Templates for e-Learning

As an active member of the Articulate e-Learning Heroes community, not a week goes by where I’m not inspired by the creativity of these talented community members.

Recently members were challenged to design and share a course starter template.  Course starter templates are “multi-slide templates that include a combination of the most common e-Learning content and interaction slides.  They provide a structure to the design, layout and flow of an e-Learning course and include enough slides to give users a working model from which they can begin assembling their projects”.

The thought process behind this challenge was that this could be beneficial for new e-Learning designers and developers. A number of members very generously shared not only their designs, but their source files as well and you can view and access these in this post.

Everyone has their own process for designing a course, whether the design starts with the creation of a template or not. This challenge was a good opportunity for me to reflect on and document the process I go through when I’m developing a template.

How I develop a template in Articulate Storyline 2

I usually allow myself a little time at the beginning of designing a template to “play” before I start working through the process of developing the template.  If there’s no time pressure, I can spend a lot of time in this phase – but as we all know, this isn’t always possible!

This creative time generally includes the following:

  • Identifying up front if there are any design constraints or assets that are to be provided that would dictate the template design
  • Revisiting previous templates I’ve designed or worked on and see if any of the design elements or concepts would be appropriate for the new template design – often it’s the case that I can re-purpose a previous project and this is a huge time-saver
  • Searching generically within the industry the template is being designed for, looking for inspiration and design ideas

I start by looking at images / websites / designs relevant to the course topic – this could include sites such as Shutterstock, WeeJeeCanva, Pinterest, Fribly, Behance or Dribbble, just to name a few – I even look at sites such as SlideHelper, Presentation Magazine, Creative Market or some of the sites that sell templates such as eLearning Chips, eLearning Brothers or Skillsdox

I then move on to sourcing the design elements such as any images that may dictate the colour scheme or size of the template slides.  During this phase I make sure I have a good understanding of what will be included in the course as far as content, icons, multimedia, quizzes etc to cater for any specific requirements in the design to include these assets.

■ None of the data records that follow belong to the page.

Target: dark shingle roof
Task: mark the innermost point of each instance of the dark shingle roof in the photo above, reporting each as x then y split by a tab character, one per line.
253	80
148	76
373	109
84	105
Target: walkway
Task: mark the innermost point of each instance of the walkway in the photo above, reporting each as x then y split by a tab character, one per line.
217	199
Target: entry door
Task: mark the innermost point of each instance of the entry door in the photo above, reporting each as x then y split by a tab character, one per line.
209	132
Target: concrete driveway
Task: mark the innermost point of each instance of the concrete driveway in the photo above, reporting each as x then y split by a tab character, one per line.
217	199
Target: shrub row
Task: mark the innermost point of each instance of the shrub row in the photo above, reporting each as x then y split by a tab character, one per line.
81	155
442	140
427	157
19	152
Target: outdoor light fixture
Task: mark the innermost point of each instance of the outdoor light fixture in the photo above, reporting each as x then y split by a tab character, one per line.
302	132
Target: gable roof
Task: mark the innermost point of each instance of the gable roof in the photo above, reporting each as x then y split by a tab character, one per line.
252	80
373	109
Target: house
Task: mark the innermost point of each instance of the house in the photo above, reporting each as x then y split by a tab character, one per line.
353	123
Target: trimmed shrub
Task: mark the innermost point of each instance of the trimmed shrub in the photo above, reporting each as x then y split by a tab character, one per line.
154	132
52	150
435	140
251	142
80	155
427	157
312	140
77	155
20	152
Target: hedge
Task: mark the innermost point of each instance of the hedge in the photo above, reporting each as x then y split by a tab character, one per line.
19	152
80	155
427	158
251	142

When I’m developing a template in Articulate Storyline 2, there are a number of elements that I like to customise to make sure the template can be effectively converted and used for different styles of courses, different client requirements and even different clients. These include:

  • the story size
  • the course player
  • the theme fonts
  • the theme colours

I use the Slide Master for the slide layouts and slide design elements that will remain consistent throughout the course. Within the Slide Master there is also provision to select a theme and edit the theme colours and fonts.

I also make sure I edit the Feedback Master as the design that comes standard with Articulate Storyline 2 is not very often appropriate for use without some modifications. The Feedback Master also has provision to select a theme and edit the theme colours and fonts.


With the Slide Master and the Feedback Master, I always retain the original masters of these and insert new ones to use for my design modifications – this way if something goes terribly wrong I can revert back to the original masters and use these elements to get me back on track.

If I take the time to customise all of these elements, the final template will be much more efficient to work with and any changes I need to make to the design can be easily applied at the master slide level, saving development time overall.